Hacker News new | ask | show | jobs
by maxxxxx 3266 days ago
I still don't understand how PDF could become one of the standards for publishing documents. Well structured content gets converted into PDF which loses most of that structure. And then a lot of work is done to guess that structure from PDF and convert it back to a better file format. It just shows that successful solutions don't have to be technically good.
3 comments

The keyword is "publishing" --- as in, producing human-readable physical copies, not electronic ones. It just so happens that the format was relatively suitable for the latter too (because it actually looks like a printed document rendered on the screen --- unlike HTML or other formats around at the time), which is why that use-case became popular. PDF is basically a descendant of PostScript, which was designed to control printers.

(Its PostScript origins may also explain the bizarre mix of text and binary that constitute the file format. For example, page contents are in a relatively free-form PostScript-ish RPN-like textual language, but are found in "content streams" which may be compressed or encoded into a binary format. Data "object" structures include things like '<<'-delimited dictionaries, '[' arrays ']', textual "/Names", and even provisions for comments(!?).

Then there are things like the cross-reference table of all objects in the file, which is an array of fixed-width textual numbers representing file offsets, e.g. "0000001056 00000 n" refers to something 1056 bytes from the start of the file. Reactions of WTF!? from those working with the format for the first time are not uncommon.)

PDF has a feature called Tagged PDF, which allows the document to be annotated with a semantic structure.
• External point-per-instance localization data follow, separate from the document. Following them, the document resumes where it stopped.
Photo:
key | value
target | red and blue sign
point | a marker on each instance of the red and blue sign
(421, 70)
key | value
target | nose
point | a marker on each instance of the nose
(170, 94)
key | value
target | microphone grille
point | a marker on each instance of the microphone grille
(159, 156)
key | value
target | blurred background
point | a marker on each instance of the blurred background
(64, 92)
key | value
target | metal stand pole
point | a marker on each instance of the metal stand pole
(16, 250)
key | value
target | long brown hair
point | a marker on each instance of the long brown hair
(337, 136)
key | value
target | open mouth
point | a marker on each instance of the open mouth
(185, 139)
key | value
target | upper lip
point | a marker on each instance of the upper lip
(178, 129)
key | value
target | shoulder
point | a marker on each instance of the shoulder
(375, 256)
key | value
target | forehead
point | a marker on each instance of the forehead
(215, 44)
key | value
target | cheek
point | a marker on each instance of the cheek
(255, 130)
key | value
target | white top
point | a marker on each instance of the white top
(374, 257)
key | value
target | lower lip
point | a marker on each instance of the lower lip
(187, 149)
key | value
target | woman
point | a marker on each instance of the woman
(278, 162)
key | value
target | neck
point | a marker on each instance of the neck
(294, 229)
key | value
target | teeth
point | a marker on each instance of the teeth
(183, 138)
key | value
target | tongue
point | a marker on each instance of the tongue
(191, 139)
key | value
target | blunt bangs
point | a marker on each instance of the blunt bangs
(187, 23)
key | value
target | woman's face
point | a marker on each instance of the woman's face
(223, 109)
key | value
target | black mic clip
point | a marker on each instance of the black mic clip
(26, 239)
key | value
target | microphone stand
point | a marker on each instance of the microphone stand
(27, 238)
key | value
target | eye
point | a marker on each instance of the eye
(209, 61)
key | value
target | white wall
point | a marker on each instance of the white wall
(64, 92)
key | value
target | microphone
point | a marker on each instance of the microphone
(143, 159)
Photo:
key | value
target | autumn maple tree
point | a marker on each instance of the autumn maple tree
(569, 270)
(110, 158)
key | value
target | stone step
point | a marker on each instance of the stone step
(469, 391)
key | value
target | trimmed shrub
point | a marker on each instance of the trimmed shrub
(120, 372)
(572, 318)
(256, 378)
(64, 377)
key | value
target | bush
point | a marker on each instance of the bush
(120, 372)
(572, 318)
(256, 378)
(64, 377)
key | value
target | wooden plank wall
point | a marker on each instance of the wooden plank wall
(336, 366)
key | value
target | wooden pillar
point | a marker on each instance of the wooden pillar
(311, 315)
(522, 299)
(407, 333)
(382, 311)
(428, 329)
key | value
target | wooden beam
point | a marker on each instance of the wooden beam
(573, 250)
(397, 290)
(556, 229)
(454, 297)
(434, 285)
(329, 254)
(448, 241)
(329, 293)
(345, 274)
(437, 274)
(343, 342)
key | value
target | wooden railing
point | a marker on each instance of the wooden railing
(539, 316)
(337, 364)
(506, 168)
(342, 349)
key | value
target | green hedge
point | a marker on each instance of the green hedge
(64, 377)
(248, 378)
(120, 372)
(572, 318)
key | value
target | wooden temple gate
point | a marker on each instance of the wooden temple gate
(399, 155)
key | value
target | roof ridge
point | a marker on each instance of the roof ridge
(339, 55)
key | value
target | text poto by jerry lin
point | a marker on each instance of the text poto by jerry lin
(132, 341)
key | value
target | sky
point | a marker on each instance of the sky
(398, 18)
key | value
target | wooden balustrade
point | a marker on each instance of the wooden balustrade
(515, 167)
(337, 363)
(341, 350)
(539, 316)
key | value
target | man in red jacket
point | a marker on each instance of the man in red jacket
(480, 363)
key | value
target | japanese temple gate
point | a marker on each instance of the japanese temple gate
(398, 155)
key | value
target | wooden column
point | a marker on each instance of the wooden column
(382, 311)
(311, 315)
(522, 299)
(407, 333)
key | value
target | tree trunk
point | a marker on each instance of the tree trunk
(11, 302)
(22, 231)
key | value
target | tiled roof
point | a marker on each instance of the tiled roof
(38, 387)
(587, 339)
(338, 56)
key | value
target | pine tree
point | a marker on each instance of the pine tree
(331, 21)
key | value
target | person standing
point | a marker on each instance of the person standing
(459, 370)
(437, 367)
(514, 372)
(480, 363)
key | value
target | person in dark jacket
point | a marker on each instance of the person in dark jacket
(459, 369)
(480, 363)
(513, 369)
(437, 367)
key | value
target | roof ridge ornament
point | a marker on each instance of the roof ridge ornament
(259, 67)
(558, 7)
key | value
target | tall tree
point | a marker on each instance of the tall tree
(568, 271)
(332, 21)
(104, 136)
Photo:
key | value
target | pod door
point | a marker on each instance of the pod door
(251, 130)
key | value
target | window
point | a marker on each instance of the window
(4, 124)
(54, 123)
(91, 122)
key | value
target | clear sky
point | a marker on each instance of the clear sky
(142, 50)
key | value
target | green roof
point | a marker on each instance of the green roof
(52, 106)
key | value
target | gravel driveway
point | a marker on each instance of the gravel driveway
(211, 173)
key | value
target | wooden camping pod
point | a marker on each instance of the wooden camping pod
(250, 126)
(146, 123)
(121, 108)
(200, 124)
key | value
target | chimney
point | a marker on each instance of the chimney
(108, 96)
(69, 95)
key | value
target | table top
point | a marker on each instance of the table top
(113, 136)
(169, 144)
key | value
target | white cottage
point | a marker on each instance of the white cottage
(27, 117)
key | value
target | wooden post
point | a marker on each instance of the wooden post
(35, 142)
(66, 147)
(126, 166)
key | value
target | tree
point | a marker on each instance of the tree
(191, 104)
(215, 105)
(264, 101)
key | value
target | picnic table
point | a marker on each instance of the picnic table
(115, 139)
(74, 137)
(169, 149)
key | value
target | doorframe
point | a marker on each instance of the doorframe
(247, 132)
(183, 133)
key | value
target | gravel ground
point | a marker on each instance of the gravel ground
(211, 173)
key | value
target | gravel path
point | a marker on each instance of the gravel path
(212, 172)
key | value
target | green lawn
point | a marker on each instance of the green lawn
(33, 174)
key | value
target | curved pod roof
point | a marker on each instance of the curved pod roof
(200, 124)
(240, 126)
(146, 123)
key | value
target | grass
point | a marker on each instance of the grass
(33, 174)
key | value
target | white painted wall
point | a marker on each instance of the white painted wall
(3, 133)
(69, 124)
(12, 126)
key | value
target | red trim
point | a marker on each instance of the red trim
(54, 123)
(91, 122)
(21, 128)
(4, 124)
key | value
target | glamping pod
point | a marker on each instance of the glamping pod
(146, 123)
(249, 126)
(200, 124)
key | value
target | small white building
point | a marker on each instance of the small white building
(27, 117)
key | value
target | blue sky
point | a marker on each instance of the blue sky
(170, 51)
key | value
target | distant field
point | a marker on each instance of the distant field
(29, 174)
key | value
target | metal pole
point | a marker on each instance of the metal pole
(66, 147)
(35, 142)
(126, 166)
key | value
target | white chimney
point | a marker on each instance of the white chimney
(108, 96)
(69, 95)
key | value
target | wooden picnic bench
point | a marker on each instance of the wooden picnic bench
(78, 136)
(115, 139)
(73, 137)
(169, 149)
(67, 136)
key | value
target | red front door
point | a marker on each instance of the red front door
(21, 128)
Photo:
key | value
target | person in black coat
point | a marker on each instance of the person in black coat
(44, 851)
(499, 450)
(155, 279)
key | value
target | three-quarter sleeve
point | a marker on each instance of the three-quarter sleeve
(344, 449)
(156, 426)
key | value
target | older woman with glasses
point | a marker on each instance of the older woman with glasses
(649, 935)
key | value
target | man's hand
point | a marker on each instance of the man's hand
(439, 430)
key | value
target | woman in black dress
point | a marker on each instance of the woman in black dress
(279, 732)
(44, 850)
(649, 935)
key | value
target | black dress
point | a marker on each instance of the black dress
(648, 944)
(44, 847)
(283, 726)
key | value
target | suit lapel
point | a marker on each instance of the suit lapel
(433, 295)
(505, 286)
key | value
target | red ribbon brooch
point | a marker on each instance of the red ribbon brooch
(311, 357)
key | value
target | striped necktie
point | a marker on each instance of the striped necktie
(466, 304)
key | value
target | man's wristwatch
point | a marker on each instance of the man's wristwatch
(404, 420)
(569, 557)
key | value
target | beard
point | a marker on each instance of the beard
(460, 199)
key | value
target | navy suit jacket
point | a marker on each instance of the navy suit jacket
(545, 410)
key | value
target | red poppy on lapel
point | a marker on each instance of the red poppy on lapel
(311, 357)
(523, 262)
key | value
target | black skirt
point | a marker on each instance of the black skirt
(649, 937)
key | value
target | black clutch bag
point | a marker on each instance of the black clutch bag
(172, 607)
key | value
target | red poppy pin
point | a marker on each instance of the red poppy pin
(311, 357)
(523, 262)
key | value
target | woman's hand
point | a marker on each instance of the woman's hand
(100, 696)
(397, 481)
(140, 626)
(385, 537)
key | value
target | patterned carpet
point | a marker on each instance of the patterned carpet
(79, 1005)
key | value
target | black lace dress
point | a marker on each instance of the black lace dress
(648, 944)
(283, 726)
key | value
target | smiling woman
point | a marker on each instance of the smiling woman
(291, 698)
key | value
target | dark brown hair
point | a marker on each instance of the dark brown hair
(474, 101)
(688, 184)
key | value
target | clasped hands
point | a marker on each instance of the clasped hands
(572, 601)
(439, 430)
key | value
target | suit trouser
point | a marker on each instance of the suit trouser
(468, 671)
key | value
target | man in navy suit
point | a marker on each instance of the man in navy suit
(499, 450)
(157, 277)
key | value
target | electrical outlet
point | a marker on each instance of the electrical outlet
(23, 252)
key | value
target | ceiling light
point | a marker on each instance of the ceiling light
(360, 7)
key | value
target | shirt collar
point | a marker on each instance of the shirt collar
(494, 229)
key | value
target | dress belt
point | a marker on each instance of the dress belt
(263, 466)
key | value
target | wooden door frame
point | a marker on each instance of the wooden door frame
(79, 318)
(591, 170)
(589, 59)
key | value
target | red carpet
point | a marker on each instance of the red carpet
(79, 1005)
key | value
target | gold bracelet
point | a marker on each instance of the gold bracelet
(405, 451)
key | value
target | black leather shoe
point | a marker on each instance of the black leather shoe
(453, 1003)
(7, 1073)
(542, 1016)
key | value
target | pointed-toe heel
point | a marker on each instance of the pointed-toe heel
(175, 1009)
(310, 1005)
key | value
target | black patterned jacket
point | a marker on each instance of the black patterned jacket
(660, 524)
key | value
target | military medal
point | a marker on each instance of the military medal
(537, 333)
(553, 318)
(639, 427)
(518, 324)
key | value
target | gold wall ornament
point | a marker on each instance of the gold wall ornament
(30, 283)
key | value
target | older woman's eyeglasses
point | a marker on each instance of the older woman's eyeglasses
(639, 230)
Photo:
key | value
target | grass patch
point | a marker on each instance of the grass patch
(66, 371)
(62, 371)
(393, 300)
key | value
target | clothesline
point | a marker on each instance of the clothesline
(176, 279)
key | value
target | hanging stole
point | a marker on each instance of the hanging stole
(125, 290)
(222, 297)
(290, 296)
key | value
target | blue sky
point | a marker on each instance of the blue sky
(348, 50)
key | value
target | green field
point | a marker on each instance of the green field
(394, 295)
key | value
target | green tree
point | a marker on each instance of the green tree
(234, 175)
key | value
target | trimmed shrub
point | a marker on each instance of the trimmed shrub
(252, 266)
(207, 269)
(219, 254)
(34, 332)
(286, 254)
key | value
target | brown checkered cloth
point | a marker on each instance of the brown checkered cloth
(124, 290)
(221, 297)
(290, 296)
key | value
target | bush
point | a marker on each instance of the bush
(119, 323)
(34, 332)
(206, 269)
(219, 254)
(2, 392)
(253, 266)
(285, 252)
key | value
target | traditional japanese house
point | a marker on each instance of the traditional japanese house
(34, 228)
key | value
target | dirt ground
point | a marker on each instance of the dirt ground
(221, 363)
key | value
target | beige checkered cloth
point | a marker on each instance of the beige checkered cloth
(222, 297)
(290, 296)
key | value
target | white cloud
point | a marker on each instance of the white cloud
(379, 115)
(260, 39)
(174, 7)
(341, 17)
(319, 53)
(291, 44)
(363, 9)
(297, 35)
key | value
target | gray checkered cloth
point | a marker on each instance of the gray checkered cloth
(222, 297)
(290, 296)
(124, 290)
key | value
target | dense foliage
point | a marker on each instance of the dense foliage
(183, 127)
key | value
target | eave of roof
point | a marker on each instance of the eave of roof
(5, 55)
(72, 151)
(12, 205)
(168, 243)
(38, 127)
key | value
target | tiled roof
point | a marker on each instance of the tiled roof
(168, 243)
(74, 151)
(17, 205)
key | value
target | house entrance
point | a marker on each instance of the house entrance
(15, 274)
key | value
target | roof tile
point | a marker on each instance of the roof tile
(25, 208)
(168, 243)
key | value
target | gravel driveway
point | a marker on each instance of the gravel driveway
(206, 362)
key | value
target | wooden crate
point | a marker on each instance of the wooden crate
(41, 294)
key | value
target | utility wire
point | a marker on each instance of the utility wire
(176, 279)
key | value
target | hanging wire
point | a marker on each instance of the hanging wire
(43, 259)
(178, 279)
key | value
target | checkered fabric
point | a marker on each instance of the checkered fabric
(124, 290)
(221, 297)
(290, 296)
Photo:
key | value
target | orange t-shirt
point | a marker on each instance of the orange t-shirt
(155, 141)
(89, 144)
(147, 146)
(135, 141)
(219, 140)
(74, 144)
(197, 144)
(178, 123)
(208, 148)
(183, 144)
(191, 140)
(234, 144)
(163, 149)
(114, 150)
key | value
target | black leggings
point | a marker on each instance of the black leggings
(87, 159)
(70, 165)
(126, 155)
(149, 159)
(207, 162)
Almost nobody bothers to generate such PDFs, but the support is there!
Dutch law requires that official documents be published as PDF/A-1a which is a subset of PDF 1.4 that can be archived and must be tagged.
Sadly I think that often the publishers actually want it that way, i.e. the they do not want the data to be easily parsable...
I think it's more that they want consistency in rendering across devices and media.
For legal documents (where PDF was used first as far as I know) this may make sense but for manuals and other documents it makes no sense at all.